Networks of enthusiasts have swelled at a brisk pace in India and one of these groups added another feather to its cap this month – one million bird sightings, a fivefold increase from an annual exercise a year ago.
Not that the number of birds has gone up, but the number of birders certainly has –from about 1,000 on the Bird Count India network in 2014, to 3,000 this year.
The network has a burgeoning database of birds in India, as the government does not conduct a bird census even for the endangered species.
Suhel Quader, a scientist at the Bengaluru-based Nature Conservation Foundation who started the initiative two years ago, said people have disposable incomes and they are willing to spend it on equipment – cameras and binoculars – to observe nature from close quarters.
While the advent of digital photography has made clicking pictures easier and more affordable, the internet has provided a platform to share them with the world.
“Hundreds of people put pictures of birds on their Facebook pages and we have tried to bring them together for having a national database of birds,” Quader said.
Increasing awareness about wildlife among the youth is another reason for such a jump in bird sightings with about a third of the contributors below the age of 40, he added.
“If the birds go missing from an area, it is the first warning for people.
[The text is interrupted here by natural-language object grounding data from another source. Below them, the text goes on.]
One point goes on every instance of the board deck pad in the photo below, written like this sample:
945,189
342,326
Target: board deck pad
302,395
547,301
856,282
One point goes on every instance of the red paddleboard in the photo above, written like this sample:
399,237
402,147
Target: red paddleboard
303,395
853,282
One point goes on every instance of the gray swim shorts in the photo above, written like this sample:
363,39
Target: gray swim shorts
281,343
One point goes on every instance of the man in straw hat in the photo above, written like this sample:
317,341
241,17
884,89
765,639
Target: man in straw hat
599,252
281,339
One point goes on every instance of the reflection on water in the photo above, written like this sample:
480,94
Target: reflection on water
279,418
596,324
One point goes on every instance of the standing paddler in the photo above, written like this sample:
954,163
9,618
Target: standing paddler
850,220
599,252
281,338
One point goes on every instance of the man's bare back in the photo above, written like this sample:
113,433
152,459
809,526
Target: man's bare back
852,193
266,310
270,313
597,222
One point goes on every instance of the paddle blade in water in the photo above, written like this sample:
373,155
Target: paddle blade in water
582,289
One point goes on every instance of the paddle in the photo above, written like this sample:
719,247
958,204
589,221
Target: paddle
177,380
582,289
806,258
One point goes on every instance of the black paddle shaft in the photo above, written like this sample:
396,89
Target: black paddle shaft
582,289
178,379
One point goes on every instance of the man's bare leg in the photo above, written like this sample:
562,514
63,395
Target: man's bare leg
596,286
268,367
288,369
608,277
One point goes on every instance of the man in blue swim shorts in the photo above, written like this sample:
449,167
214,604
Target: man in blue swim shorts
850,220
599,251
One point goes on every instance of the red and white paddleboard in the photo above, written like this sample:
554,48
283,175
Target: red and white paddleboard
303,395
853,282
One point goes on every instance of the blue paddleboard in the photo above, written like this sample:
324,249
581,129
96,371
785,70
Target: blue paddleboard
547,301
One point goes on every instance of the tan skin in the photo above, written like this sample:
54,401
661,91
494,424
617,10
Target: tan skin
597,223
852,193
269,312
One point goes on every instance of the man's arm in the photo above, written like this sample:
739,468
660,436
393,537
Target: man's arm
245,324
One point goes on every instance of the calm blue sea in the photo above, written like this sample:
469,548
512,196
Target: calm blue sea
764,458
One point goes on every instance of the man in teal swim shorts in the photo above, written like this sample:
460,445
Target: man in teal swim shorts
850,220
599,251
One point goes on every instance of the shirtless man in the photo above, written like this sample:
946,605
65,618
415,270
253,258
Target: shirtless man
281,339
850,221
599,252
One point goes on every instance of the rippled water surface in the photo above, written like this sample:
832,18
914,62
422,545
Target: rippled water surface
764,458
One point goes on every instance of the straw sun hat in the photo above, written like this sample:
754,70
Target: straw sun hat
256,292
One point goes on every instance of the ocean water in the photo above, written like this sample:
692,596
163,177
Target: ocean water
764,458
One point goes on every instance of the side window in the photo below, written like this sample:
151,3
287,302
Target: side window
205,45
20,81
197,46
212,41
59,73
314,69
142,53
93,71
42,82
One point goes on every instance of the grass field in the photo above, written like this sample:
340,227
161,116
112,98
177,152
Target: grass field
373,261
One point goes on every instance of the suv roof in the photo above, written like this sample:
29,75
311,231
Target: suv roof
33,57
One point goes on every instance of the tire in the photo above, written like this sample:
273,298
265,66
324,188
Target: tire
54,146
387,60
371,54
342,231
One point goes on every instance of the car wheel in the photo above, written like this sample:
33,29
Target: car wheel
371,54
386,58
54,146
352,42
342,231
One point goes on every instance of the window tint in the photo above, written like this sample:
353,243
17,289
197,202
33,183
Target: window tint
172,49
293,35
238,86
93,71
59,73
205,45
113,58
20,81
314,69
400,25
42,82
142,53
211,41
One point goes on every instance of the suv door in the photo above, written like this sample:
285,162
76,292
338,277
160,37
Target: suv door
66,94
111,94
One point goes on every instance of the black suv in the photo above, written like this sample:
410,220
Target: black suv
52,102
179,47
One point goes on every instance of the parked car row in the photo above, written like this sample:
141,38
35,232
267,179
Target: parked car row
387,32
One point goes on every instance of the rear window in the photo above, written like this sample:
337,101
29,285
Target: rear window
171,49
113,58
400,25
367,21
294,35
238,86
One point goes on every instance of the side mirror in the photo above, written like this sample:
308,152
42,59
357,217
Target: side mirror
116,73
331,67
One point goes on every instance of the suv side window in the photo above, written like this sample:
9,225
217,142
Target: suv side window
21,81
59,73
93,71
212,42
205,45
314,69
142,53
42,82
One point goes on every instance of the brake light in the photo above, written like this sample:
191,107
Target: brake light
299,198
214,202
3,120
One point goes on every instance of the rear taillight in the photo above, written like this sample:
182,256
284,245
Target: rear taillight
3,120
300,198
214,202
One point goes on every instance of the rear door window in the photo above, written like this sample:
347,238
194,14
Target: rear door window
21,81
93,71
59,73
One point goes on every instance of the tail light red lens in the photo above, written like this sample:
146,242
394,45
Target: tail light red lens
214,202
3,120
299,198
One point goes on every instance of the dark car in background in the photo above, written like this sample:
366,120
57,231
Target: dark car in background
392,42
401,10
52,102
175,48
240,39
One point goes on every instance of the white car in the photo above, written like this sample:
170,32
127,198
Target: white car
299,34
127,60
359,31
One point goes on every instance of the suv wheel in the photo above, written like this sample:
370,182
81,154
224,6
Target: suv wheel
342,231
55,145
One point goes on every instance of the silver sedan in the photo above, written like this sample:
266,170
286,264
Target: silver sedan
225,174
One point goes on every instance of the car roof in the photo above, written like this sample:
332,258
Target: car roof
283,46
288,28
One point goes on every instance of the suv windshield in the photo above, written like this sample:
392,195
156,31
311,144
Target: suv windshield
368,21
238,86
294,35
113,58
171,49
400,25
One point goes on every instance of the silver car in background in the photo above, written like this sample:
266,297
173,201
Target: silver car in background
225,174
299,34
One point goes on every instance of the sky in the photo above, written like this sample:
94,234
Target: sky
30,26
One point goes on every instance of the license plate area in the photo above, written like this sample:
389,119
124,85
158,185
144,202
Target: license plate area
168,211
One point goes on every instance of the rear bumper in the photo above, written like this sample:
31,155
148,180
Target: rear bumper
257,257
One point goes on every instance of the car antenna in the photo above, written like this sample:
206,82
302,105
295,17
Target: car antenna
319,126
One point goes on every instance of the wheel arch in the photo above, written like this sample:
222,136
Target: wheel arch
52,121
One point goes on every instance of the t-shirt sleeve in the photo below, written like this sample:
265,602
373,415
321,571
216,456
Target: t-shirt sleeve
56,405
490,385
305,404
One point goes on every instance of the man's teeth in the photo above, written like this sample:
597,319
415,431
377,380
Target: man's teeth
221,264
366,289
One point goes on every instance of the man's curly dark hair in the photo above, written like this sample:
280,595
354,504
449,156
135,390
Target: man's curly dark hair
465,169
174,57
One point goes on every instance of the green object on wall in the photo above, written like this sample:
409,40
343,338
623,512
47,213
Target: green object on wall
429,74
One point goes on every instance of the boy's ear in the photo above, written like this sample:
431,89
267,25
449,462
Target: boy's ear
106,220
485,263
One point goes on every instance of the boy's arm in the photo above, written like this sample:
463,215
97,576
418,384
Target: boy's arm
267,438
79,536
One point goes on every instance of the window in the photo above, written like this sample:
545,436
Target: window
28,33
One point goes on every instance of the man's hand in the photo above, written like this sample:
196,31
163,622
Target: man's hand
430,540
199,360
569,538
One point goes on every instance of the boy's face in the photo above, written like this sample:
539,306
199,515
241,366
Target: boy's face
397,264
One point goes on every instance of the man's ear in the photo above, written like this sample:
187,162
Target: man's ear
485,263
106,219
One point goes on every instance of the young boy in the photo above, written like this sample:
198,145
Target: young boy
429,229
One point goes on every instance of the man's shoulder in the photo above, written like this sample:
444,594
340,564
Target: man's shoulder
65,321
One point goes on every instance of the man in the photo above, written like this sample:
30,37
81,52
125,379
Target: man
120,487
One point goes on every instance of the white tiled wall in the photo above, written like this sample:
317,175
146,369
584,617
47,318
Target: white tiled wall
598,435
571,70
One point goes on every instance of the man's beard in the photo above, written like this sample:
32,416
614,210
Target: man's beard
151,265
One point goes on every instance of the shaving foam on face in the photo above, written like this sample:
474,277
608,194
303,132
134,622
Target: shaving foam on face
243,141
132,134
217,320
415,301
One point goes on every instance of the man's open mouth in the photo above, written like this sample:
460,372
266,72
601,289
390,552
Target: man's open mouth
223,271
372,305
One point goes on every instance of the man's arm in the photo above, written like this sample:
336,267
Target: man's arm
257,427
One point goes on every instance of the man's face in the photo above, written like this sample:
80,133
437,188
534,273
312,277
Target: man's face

Lots of birds in a place indicate that surface water quality is good and air is better,” said Fayaz Khudsar, a wildlife biologist at Delhi’s Yamuna Bio-Diversity Park.
The initiative has helped chronicle birds like Indian Pitta that was viewed in Delhi for the first time in 60 years and migratory birds like Whooper Swan being spotted in Himachal Pradesh’s Pong Dam lake after 13 years. The Indian Pond Heron is now the fifth most commonly spotted bird in India, appearing in 35% of the lists.
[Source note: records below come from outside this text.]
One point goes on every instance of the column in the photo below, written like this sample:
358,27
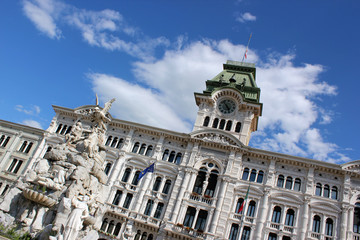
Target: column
262,214
343,224
117,166
223,187
350,222
142,192
305,219
180,195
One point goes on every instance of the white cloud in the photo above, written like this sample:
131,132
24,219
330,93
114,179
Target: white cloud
43,13
246,17
32,110
164,96
98,28
32,123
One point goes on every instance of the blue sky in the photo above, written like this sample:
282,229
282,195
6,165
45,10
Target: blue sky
152,55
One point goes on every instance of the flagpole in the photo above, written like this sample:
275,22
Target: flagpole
246,48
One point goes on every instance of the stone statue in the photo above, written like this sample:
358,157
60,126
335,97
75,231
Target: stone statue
75,220
76,134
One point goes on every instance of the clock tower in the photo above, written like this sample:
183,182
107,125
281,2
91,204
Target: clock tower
231,102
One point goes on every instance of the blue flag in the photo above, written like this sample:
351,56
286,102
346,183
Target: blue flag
146,170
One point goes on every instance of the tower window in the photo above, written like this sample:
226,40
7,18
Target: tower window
238,127
206,121
215,123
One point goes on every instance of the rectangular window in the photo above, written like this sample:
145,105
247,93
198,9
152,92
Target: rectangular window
15,165
127,200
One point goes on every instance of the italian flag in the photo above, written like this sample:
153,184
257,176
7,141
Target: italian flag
243,203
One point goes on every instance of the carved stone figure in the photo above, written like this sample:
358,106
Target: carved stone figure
76,217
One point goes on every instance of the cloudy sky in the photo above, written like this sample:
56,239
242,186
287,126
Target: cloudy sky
153,55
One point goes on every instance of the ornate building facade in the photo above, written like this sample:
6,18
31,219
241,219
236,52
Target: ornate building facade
208,184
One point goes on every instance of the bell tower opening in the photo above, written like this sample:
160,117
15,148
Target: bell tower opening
230,102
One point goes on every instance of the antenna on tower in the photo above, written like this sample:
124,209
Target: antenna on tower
245,54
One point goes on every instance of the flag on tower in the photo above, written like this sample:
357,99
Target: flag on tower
146,170
243,203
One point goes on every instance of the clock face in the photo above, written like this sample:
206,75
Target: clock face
227,106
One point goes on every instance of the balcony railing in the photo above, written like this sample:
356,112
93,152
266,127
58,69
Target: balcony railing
282,227
199,198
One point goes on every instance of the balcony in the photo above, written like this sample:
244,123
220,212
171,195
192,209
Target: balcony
282,227
199,198
190,232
This would not have been possible without people like former Customs commissioner Vinod Goyal, who got interested in wildlife photography about a decade ago during his posting in Chhattisgarh’s Raigarh city.
“People buy jewellery from their savings. I bought a camera and other equipment to pursue my hobby,” he said.
Then there are enthusiasts like Balram Bhargav, a busy cardiologist at the All India Institute of Medical Sciences (AIIMS), and Delhi police sub-inspector Rajeev Kumar.
“Wildlife photography is like opium. It takes you in,” said Raghav Bagel, a software professional at Tata Consultancy Services, who carries his camera all the time to catch birds on the move.
In 2014, 800 unique bird species were recorded in India, the highest for any country. This year, Quader’s team estimates that the number of species would almost double, turning global spotlight on India as a hot birdwatching destination.